Postgres features

LiteORM’s Postgres backend runs over the native pgx/v5 API (pgxpool, not the database/sql shim), so you get the binary protocol scan path and pgx’s native fast paths. On top of the portable query and orm front-ends, a handful of Postgres-specific capabilities are available: RETURNING, CopyFrom bulk insert, LISTEN/NOTIFY, and JSONB / array operators.

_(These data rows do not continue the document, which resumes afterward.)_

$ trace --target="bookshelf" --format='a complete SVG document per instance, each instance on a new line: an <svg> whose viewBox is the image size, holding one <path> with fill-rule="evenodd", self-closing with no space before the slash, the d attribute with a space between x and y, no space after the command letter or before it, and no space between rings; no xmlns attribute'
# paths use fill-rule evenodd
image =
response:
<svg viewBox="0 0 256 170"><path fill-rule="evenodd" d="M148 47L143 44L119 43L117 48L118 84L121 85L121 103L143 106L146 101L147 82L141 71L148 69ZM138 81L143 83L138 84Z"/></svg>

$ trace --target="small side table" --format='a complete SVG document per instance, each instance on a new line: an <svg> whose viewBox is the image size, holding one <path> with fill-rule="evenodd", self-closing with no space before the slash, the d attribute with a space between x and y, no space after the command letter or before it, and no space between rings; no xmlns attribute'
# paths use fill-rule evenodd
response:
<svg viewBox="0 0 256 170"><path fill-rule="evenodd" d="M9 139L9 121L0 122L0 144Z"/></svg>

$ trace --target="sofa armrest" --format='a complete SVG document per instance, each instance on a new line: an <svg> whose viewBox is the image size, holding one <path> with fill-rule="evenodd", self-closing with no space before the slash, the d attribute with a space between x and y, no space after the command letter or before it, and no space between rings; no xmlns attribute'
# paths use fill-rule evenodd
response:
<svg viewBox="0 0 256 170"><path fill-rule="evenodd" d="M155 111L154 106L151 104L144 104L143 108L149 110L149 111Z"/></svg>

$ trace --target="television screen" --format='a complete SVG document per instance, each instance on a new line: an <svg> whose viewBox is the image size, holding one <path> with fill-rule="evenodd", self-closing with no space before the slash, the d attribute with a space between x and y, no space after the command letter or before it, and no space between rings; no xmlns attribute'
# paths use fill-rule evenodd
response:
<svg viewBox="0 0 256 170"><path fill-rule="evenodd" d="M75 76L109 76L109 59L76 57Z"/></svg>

Open a Postgres database with liteorm.org/dialect/postgres:

import "liteorm.org/dialect/postgres"

db, err := postgres.Open(ctx, "postgres://user:pass@host:5432/dbname")

RETURNING and bulk insert

The native pgx backend reports rows affected via RETURNING and supports CopyFrom, Postgres’s COPY-based bulk insert — the fast path for loading many rows. These are surfaced through the portable front-ends; see the query and orm guides for how inserts opt into RETURNING, and the backends reference for the capability matrix.

LISTEN / NOTIFY

postgres.Listen subscribes to one or more channels on a single dedicated connection (LISTEN is connection-scoped, so it cannot ride the pool’s round-robin). Receive blocks until a notification arrives or the context is cancelled.

l, err := postgres.Listen(ctx, db, "jobs")
if err != nil {
  return err
}
defer l.Close(ctx)

for {
  n, err := l.Receive(ctx) // postgres.Notification{Channel, Payload, PID}
  if err != nil {
    return err // ctx.Err() on cancellation
  }
  fmt.Printf("on %s from pid %d: %s\n", n.Channel, n.PID, n.Payload)
}

A Listener is not safe for concurrent use — run one Receive loop per listener. Subscribe to more channels with l.Add(ctx, "other"), drop one with l.Remove(ctx, "jobs"), and always Close it to release the connection back to the pool.

Send a notification from any pooled connection with postgres.Notify:

err := postgres.Notify(ctx, db, "jobs", "job-42 ready")

The channel name is passed as a bound parameter to pg_notify, so there is no identifier interpolation to get wrong.

JSONB and array operators

JSONB containment and the array operators live in the liteorm.org/query package and are gated to Postgres: building them against another dialect fails at build time rather than producing opaque SQL. Path keys and values are always bound parameters — never interpolated.

JSON path extraction and containment

query.JSON names a JSON/JSONB column. Drill into object keys with Key, then compare the extracted text or test containment. Path extraction (-> / ->>) works on both Postgres and SQLite; the @> containment operator (Contains) is Postgres-only.

import "liteorm.org/query"

// data->>'city' = 'Paris'
query.JSON("data").Key("address").Key("city").Eq("Paris")

// other comparisons on the extracted text
query.JSON("data").Key("status").In("open", "pending")
query.JSON("data").Key("name").Like("Ada%")

// jsonb containment (Postgres only): data @> '{"active":true}'
query.JSON("data").Contains(map[string]any{"active": true})

Array operators

query.Array[E] names a Postgres array column of element type E. All its operators are Postgres-only.

// tags @> ARRAY['go','sql'] — column contains all of these
query.Array[string]("tags").Contains("go", "sql")

// tags && ARRAY['go','rust'] — column shares at least one element
query.Array[string]("tags").Overlaps("go", "rust")

// 'go' = ANY(tags) — element membership
query.Array[string]("tags").Has("go")

// tags <@ ARRAY['go','sql','rust'] — every element is in this set
query.Array[string]("tags").ContainedBy("go", "sql", "rust")

Use these predicates anywhere a filter is accepted in the query front-end.